Der Promotor soll sicherstellen, daß das fremde Gen in der Pflanze exprimiert wird. Der Promotor kann dabei so gewählt sein, daß die Expression nur in einem bestimmten Gewebe, zu einem bestimmten Zeitpunkt der Pflanzenentwicklung oder zu einem durch äußere Einflüsse determinierten Zeitpunkt erfolgt. Der Promotor kann homolog oder heterolog in Bezug auf die Pflanze sein. Sinnvolle Promotoren sind z. B. der Promotor der 35S RNA des Cauliflower-Mosaik Virus, der Patatin-Promotor B33 (Rocha-Sosa et al. (1989) EMBO J 8: 23-29) oder ein Promotor, der eine Expression lediglich in photosynthetisch aktiven Geweben sicherstellt. Weitere Promotoren können verwendet werden, die eine Expression lediglich in bestimmten Organen wie Wurzel, Rübe, Knolle, Samen, Stamm oder bestimmten Zelltypen wie Mesophyll, Epidermis Geleitzellen u.ä. sicherstellen. Zur Verhinderung des cold sweetening sind solche Promotoren sinnvoll, die eine Aktivierung der Transkription in gelagerten Ernteteilen der Pflanzen sicherstellen. Hierfür kommen kälteinduzierte Promotoren oder solche Promotoren in Frage, die beim Übergang einer Knolle von der Speicherstoffe einlagernden in die Speicherstoffe abgebende Phase aktiv werden.

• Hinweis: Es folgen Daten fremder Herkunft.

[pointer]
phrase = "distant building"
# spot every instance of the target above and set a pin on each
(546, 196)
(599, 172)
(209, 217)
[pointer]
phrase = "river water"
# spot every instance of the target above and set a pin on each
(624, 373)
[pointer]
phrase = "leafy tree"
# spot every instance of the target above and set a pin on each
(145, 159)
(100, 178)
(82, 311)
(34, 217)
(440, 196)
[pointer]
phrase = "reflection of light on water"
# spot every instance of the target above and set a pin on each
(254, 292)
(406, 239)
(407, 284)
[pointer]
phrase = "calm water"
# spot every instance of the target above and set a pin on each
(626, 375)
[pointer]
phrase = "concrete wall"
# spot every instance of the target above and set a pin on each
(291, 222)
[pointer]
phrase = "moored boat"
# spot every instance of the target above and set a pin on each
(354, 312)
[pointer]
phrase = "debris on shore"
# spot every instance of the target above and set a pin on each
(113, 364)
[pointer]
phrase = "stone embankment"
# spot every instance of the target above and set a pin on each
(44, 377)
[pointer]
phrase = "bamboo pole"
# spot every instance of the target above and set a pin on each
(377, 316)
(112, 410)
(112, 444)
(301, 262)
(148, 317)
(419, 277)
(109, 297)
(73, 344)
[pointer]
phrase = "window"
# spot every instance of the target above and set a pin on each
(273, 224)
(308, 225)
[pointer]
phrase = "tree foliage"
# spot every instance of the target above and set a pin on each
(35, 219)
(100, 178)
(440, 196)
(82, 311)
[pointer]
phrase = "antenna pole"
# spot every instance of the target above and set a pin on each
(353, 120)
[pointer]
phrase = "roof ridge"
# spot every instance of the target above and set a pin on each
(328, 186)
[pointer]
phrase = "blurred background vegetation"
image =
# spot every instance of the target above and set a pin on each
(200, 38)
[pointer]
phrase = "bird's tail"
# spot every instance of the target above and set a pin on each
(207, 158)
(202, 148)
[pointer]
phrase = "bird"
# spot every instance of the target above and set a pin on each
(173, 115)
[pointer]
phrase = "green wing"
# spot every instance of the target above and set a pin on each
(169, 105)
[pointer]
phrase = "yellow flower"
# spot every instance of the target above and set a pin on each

Die kodierende Sequenz enthält die Information zur Bildung einer Boten-Ribonukleinsäure (mRNA) für die Saccharose-Phosphat-Synthase oder zur Bildung einer anti-sense Ribonukleinsäure zur SPS. Ob eine translatierbare Boten-Ribonukleinsäure oder eine anti-sense Nukleinsäure gebildet wird, hängt von der Orientierung der kodierenden Sequenz, bezogen auf den Promotor ab. Wenn das 3′ Ende der kodierenden Sequenz an das 3′ Ende des Promotors fusioniert wird, entsteht eine anti-sense RNA, bei Fusion des 5′ Endes der Kodierregion an das 3′ Ende des Promotors entsteht eine translatierbare RNA. Letzteres führt zu einer Steigerung der SPS- Aktivität in der Zelle, ersteres zu einer Absenkung der SPS- Aktivität in der Zelle. Eine Absenkung der SPS-Aktivität ist insbesondere im Hinblick auf die unerwünschte Bildung von Saccharose bzw. reduzierenden Zuckern als Ergebnis der Kältelagerung von Ernteorganen von Bedeutung.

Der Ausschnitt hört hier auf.